"You probably won't believe this story," future CBS correspondent Eric Sevareid wrote in the Sept. 11, 1936, evening edition of the Minneapolis Journal.
Sevareid told readers about the Silver Shirts, a fascist group that was holding secret meetings and whispering "dark plots against the nation." After sitting in on a meeting, he walked away "wondering if he still lives in America."
The story by Sevareid (still known then by his birth name Arnold) is on page 3 of "Legends and Myths of Ancient Minnesota," a 32-page print section about Minnesota's forgotten history of fascism in the 1930s. Minneapolis artist Brooks Turner put together the section, and paid to have it inserted in the Oct. 25 Star Tribune. About 36,000 subscribers in the metro area received it. Another 5,000 copies are available for free in a single, towering stack at the Weisman Art Museum.

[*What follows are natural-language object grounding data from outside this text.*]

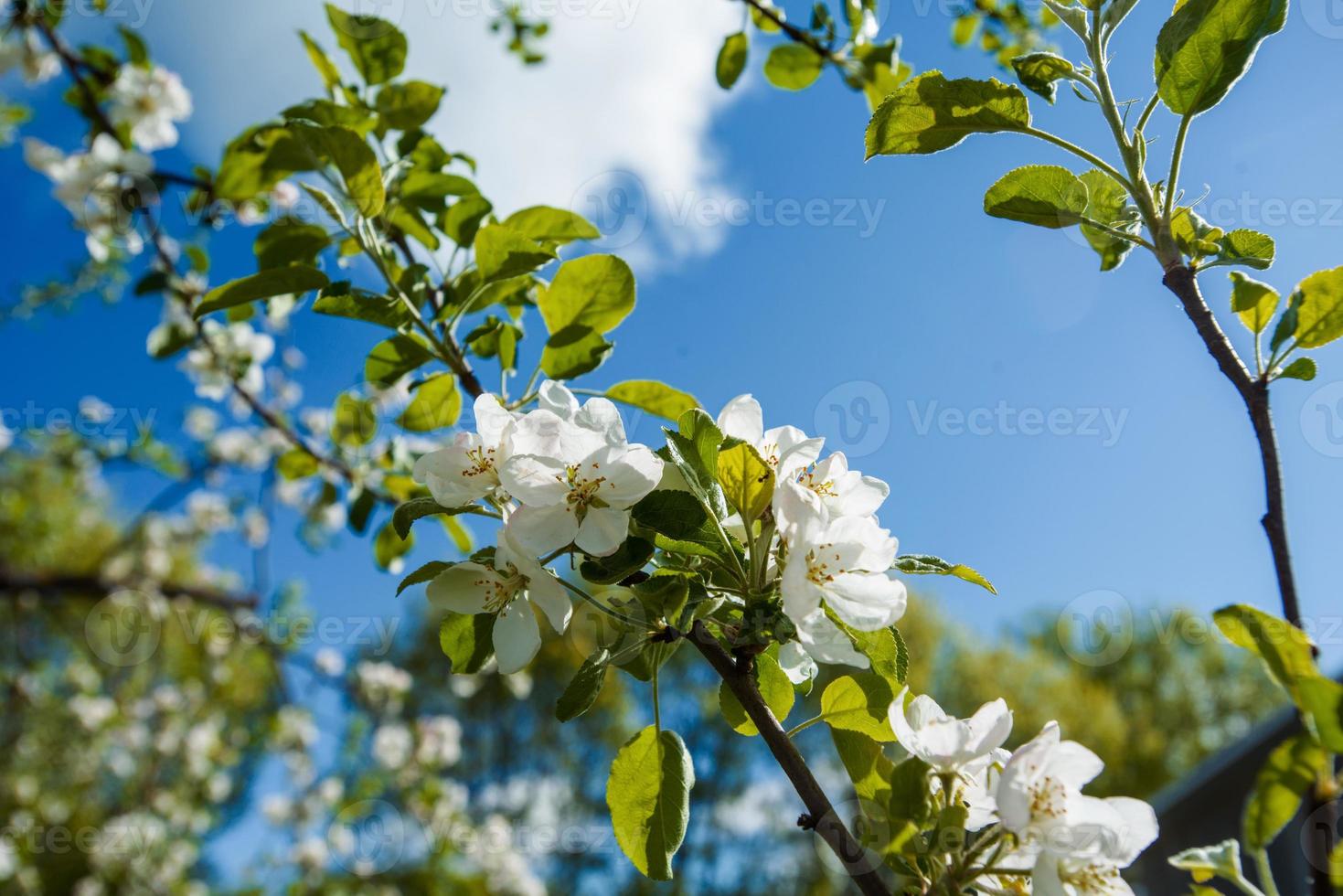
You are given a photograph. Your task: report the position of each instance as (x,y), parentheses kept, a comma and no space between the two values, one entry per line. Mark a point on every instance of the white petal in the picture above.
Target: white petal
(741,418)
(549,594)
(601,415)
(540,531)
(463,587)
(867,602)
(630,473)
(516,637)
(535,480)
(824,640)
(556,398)
(602,531)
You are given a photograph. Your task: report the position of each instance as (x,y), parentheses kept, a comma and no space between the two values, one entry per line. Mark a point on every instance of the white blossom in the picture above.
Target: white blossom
(149,101)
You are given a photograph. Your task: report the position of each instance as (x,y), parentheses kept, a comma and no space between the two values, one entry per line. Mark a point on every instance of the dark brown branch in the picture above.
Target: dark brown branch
(59,583)
(821,816)
(1183,283)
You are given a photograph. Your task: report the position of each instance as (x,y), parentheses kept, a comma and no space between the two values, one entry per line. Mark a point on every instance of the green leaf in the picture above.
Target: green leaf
(426,572)
(653,397)
(289,242)
(295,464)
(649,795)
(1284,649)
(1107,203)
(415,509)
(732,59)
(793,66)
(1206,863)
(930,114)
(594,291)
(1039,73)
(632,557)
(859,703)
(747,480)
(341,300)
(584,688)
(281,281)
(395,357)
(437,404)
(409,105)
(354,422)
(928,564)
(1287,775)
(775,689)
(678,516)
(355,160)
(464,218)
(868,767)
(1042,195)
(1320,316)
(389,546)
(1302,368)
(573,351)
(375,46)
(1206,48)
(1253,301)
(1248,248)
(501,252)
(467,641)
(544,223)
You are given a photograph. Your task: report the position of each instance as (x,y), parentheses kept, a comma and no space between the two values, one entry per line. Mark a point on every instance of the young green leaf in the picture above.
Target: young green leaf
(656,398)
(1320,315)
(584,688)
(1288,774)
(375,46)
(1042,195)
(467,641)
(426,572)
(732,59)
(649,795)
(1253,303)
(437,404)
(930,114)
(928,564)
(595,292)
(775,689)
(859,703)
(281,281)
(793,66)
(1206,48)
(1039,73)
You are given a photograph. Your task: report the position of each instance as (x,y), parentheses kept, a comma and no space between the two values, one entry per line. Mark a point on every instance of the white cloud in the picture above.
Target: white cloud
(615,123)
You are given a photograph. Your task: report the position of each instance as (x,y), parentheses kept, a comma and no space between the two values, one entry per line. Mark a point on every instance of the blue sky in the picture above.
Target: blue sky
(933,308)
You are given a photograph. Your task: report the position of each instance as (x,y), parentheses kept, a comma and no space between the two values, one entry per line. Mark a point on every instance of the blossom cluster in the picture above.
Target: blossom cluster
(1071,844)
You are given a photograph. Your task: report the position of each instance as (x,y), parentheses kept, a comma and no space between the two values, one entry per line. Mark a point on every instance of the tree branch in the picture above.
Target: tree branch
(821,815)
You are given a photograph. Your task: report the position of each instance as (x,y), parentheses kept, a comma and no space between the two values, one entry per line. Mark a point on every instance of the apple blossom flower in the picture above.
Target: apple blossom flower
(1039,799)
(786,449)
(149,101)
(829,485)
(944,741)
(467,469)
(506,586)
(842,564)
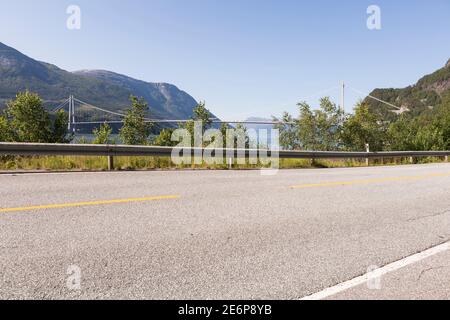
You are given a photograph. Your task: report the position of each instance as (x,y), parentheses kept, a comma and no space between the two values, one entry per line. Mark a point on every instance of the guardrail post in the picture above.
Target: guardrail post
(368,151)
(110,163)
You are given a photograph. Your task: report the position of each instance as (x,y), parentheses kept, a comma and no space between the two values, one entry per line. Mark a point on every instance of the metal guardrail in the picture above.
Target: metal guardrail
(26,149)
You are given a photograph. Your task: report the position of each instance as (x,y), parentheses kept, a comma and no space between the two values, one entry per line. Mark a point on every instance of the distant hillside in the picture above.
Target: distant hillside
(426,94)
(101,88)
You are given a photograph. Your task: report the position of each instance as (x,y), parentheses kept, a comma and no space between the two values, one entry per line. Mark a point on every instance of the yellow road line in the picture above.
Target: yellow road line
(368,181)
(90,203)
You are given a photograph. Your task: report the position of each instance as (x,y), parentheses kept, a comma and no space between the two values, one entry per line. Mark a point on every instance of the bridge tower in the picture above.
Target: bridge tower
(71,125)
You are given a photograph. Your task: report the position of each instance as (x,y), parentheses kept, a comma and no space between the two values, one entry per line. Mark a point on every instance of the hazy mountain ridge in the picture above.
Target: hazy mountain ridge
(426,94)
(106,89)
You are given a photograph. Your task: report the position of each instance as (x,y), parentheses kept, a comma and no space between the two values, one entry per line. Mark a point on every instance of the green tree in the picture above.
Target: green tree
(5,132)
(164,139)
(135,130)
(102,135)
(288,128)
(29,120)
(320,129)
(363,127)
(202,114)
(60,131)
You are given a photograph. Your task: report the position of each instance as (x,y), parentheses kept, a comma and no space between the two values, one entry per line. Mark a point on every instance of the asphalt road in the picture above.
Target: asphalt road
(223,234)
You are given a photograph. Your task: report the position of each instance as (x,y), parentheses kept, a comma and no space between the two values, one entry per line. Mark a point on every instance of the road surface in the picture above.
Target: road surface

As a Weisman artist-in-residence, Turner spent nearly two years riffling through Minnesota Historical Society archives, discovering disturbing information about the Silver Legion of America, or Silver Shirts, America's first Nazi organization, founded in 1933 in North Carolina, just as Hitler got elected, and shut down in 1941. The Jewish Anti-Defamation Council and the Teamsters Union Local 544 ultimately drove the group out of Minnesota.
Although the state was known as a bastion of progressive thinking, it also harbored fascist ideologies. Turner and curator Boris Oicherman scheduled the insert before the election to give people a context for contemplating history.
We caught up with Turner to talk about Minnesota's dark past and its connection to the rise of populist ideologies today. This interview has been edited for clarity.
Q: What fascinates you about the history of fascism in America?
A: My interest is in trying to understand a particular American fascism through aesthetic analysis.